Im still waiting on my replacement battery


----------



## pmf (Feb 23, 2004)

Still waiting as well. Sent mine in on May 2. I like that light alot -- even recommended them to friends, but I'm not going to buy a new one.


----------



## wipeout (Jun 6, 2005)

Yeah, still nothing for me either after more than 3 months - an I had 2 of these suckers. Live and learn, you get what you pay for...


----------



## MRM1 (Sep 13, 2008)

Here it is now mid Aug. Recall Web site says on 7/15 32% of recall packs shipped. On 7/20 35% shipped. Guess I am in the last 33%. 

Recall Timeline : GeoMan Gear

Problem is, I shipped my 2 packs in Early May, got a tracking number, and the tracking indicated the packs were delivered to the PO Box - not no notice of who got them. AND I have no indication that anyone even have my packs or if I will ever see my replacement packs - No verification from Geoman - No response to my emails. Tired of waiting, I just spent $38 on ebay for a new replacement pack. Look for it on the cheap on ebay if I ever see my recall replacements.


----------



## pmf (Feb 23, 2004)

MRM1 said:


> Here it is now mid Aug. Recall Web site says on 7/15 32% of recall packs shipped. On 7/20 35% shipped. Guess I am in the last 33%.
> 
> Recall Timeline : GeoMan Gear
> 
> Problem is, I shipped my 2 packs in Early May, got a tracking number, and the tracking indicated the packs were delivered to the PO Box - not no notice of who got them. AND I have no indication that anyone even have my packs or if I will ever see my replacement packs - No verification from Geoman - No response to my emails. Tired of waiting, I just spent $38 on ebay for a new replacement pack. Look for it on the cheap on ebay if I ever see my recall replacements.


Hell, I didn't even get a tracking number. USPA confirmed delivery on May 2 and I've heard nothing since. Where did you find battery packs on ebay? What do you search for?


----------



## tarwheel2 (Jul 7, 2005)

I sent in my forms in late May and recycled the batteries locally. Still no word from Geoman. Not a peep. 

Re-installed my L&M Stella light on my commuter bike this week. Mornings are starting to get dark again.


----------



## JCavilia (Sep 12, 2005)

MRM1 said:


> Here it is now mid Aug. Recall Web site says on 7/15 32% of recall packs shipped. On 7/20 35% shipped. Guess I am in the last 33%..

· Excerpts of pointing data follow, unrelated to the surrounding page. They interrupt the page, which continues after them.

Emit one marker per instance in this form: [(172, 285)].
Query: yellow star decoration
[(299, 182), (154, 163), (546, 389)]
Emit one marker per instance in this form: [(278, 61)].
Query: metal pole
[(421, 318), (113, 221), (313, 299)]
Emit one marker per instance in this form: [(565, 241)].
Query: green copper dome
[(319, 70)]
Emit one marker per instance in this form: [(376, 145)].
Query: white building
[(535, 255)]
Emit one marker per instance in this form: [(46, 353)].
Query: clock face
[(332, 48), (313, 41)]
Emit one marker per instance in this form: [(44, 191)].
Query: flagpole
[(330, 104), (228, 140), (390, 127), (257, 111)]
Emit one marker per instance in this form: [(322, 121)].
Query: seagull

I think those numbers are cumulative, not in addition to the earlier numbers: i.e., 32% shipped by 7/15, another 3% the next week, for 35% total. So as of 7/20 you (like me) were in the last 65%. That was 4 weeks ago, so hopefully we're getting close. I recycled the batteries locally and sent in the confirmation form about May 1.


----------



## JohnnyTooBad (Apr 5, 2004)

I sent my claim form back to Geoman in under a week, and have nothing to show for it. I took my batteries to Sears Auto for disposal and sign-off of the form.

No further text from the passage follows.